Sebagai pengingat, Politik Etis memang melahirkan dua hal. Positif dan negatif. Positifnya ada efek untuk rakyat pribumi dan Indonesia. Negatifnya, dalam praktiknya, tetap ada yang dibikin hanya untung menguntungkan Belanda.
Namun demikian, dalam artikel ini, saya akan mengulas hal positif saja. Sebab dampaknya cukup signifikan untuk kemajuan Indonesia.
Andai C. Th. Van Deventer masih hidup, lalu melihat kondisi Indonesia terkini, bisa jadi beliau akan mengkritik pemerintah Indonesia yang terus hanya memanfaatkan rakyat jelata untuk kepentingannya, dan mungkin memang sengaja bikin rakyat jelata tetap bodoh dan menderita, agar tetap ampuh dijadikan obyek dan tujuan politik kekuasaannya. Sayang, C. Th. Van Deventer sudah tidak ada, pun dia orang Belanda.
Siapa C. Th. Van Deventer?
Rakyat Indonesia yang belum tahu, wajib memahami bahwa C. Th. Van Deventer adalah tokoh Belanda yang mengkritik Pemerintahan Belanda saat itu.
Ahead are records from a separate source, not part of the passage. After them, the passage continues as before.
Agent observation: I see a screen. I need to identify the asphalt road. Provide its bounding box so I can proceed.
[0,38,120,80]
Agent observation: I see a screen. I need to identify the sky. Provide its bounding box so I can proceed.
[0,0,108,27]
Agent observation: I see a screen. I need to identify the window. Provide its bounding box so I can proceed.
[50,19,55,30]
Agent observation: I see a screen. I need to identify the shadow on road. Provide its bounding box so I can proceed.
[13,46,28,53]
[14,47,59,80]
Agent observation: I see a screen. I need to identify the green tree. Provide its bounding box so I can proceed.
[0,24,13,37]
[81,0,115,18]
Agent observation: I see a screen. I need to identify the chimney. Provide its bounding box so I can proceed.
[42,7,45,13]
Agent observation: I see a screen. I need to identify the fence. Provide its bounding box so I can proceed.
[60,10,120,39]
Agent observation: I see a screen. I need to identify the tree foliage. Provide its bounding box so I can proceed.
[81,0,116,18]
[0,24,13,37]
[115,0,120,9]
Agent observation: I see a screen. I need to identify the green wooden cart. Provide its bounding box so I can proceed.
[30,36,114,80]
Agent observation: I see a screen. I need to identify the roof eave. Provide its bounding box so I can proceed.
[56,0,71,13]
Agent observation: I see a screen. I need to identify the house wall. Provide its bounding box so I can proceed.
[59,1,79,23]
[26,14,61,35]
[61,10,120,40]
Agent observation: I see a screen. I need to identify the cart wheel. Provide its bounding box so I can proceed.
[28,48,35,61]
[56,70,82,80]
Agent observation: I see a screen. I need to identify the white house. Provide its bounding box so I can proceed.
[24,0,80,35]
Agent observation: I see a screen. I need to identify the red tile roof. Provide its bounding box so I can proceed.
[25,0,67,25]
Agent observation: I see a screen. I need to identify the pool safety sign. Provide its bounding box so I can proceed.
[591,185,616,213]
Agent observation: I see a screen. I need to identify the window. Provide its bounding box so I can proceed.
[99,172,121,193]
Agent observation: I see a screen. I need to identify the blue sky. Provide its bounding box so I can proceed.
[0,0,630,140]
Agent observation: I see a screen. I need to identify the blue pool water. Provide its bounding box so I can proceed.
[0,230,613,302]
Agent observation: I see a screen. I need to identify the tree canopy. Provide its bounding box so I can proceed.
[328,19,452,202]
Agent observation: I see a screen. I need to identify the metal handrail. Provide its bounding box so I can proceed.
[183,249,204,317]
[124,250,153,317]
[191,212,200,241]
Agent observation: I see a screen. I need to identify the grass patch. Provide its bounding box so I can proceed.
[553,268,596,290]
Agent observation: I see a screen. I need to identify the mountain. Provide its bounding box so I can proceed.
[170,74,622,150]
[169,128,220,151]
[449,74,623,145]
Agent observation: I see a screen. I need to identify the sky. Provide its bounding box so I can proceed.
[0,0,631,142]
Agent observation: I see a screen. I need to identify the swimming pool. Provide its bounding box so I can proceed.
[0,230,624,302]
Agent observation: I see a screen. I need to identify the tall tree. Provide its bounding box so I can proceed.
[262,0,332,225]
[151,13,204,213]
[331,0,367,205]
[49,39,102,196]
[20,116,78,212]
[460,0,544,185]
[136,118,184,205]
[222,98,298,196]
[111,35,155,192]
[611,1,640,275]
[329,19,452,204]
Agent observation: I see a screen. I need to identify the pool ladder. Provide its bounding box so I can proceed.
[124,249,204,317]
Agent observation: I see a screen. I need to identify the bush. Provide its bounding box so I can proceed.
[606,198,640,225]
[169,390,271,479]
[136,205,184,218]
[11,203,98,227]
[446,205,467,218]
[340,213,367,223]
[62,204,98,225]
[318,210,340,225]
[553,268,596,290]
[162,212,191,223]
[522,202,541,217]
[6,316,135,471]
Atas kritiknya, Pemerintah Belanda akhirnya membuat kebijakan Politik Etis yang dikeluarkan oleh Ratu Belanda Wilhelmina pada 1899.
Sebabnya, melalui tulisan di majalah De Gids pada 1899, berjudul Een Eereschlud (satu hutang kehormatan), karena Pemerintah Belanda telah begitu lama mengambil untung besar dari wilayah jajahan, sementara rakyat pribumi menderita, membikin pikiran dan hati Sang Ratu tergerak.